According to the Centres for Disease Control and Prevention, antibiotic resistance is when bacteria develop the ability to fight off the antibiotics designed to kill them. The infection caused when these antibiotic-resistant bacteria infect humans or animals is difficult to treat and may result in extended hospital stays, costly and toxic alternative medicine, and increased mortality. The longer duration spent at the hospital increases health care costs and the economic burden on families and societies. With the rate of new resistant strains rising dangerously, infections such as pneumonia, tuberculosis, blood poisoning, and foodborne diseases are becoming harder, and sometimes impossible, to treat as antibiotics become less effective.
As the World Health Organization explains, antibiotic resistance is a natural process however, misusing antibiotics in humans and animals is accelerating the process. Overuse of antibiotics enables the development of antibiotic-resistant bacteria. Meaning that each time a person takes antibiotics, non-resistant bacteria are killed, but resistant bacteria are left to grow and multiply. Poor infection prevention and control can also increase the spread of antibiotic resistance.
Antibiotics are not effective against viral infections like the common cold, flu, most sore throats, and many sinus and ear infections. Using antibiotics for these viral illnesses is another example of how overuse of antibiotics can promote the spread of antibiotic resistance.
Prevention
In order to prevent the spread of antibiotic resistance, the World Health Organization recommends only using antibiotics when prescribed by a certified health professional and never sharing or using leftover antibiotics. Viral infections should not be treated with antibiotics either.
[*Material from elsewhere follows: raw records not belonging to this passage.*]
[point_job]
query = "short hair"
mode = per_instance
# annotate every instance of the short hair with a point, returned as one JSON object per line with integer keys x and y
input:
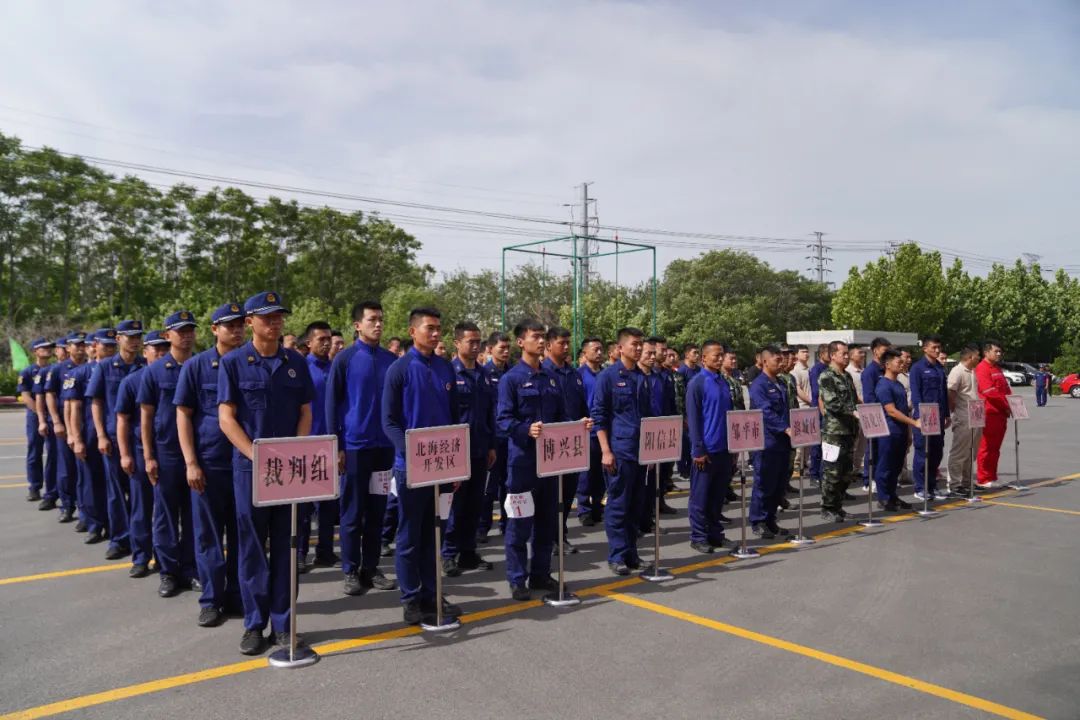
{"x": 555, "y": 331}
{"x": 361, "y": 308}
{"x": 462, "y": 327}
{"x": 833, "y": 347}
{"x": 419, "y": 313}
{"x": 528, "y": 325}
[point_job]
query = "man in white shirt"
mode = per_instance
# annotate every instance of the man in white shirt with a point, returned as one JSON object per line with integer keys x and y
{"x": 962, "y": 389}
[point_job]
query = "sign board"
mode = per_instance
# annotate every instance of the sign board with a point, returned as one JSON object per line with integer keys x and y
{"x": 746, "y": 431}
{"x": 976, "y": 415}
{"x": 294, "y": 470}
{"x": 562, "y": 448}
{"x": 930, "y": 418}
{"x": 436, "y": 454}
{"x": 872, "y": 420}
{"x": 661, "y": 439}
{"x": 1017, "y": 407}
{"x": 806, "y": 426}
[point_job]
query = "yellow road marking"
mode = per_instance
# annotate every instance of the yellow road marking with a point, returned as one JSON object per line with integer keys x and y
{"x": 855, "y": 666}
{"x": 1045, "y": 510}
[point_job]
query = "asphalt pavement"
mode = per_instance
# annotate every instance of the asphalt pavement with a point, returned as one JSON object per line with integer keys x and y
{"x": 972, "y": 613}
Measures to prevent infections such as regularly washing hands, preparing food hygienically, avoiding close contact with sick people, practicing safer sex, and keeping vaccinations up to date should be actively practiced. Other important strategies centre around preparing food hygienically and include keeping raw and cooked food separate, cooking food thoroughly, storing food at safe temperatures, using safe water and raw materials, and choosing foods that have been produced without the use of antibiotics for growth promotion or disease prevention in healthy animals.
Choosing antibiotic free food products is vital as people can also be exposed to resistant bacteria from animals. While any use of antibiotics can lead to resistance, when animals are given antibiotics for growth promotion or increased feed efficiency, bacteria are exposed to low doses of these drugs over a prolonged period of time. This type of exposure to antibiotics may lead to the survival and growth of resistant bacteria. The resistant bacteria can contaminate the environment through animal stool. They can also infect meat—when the animals are slaughtered and processed—and produce when it is irrigated with contaminated water. People can then get infected with resistant bacteria when they eat the contaminated raw/undercooked meat and produce.
Antibiotics must be used responsibly in both humans and animals because both uses enable the development and spread of resistant bacteria. Antibiotics are valuable for treating bacterial infections and reducing animal disease however, decisions about which—and how much—antibiotics can be used in humans and animals should be made after careful consideration.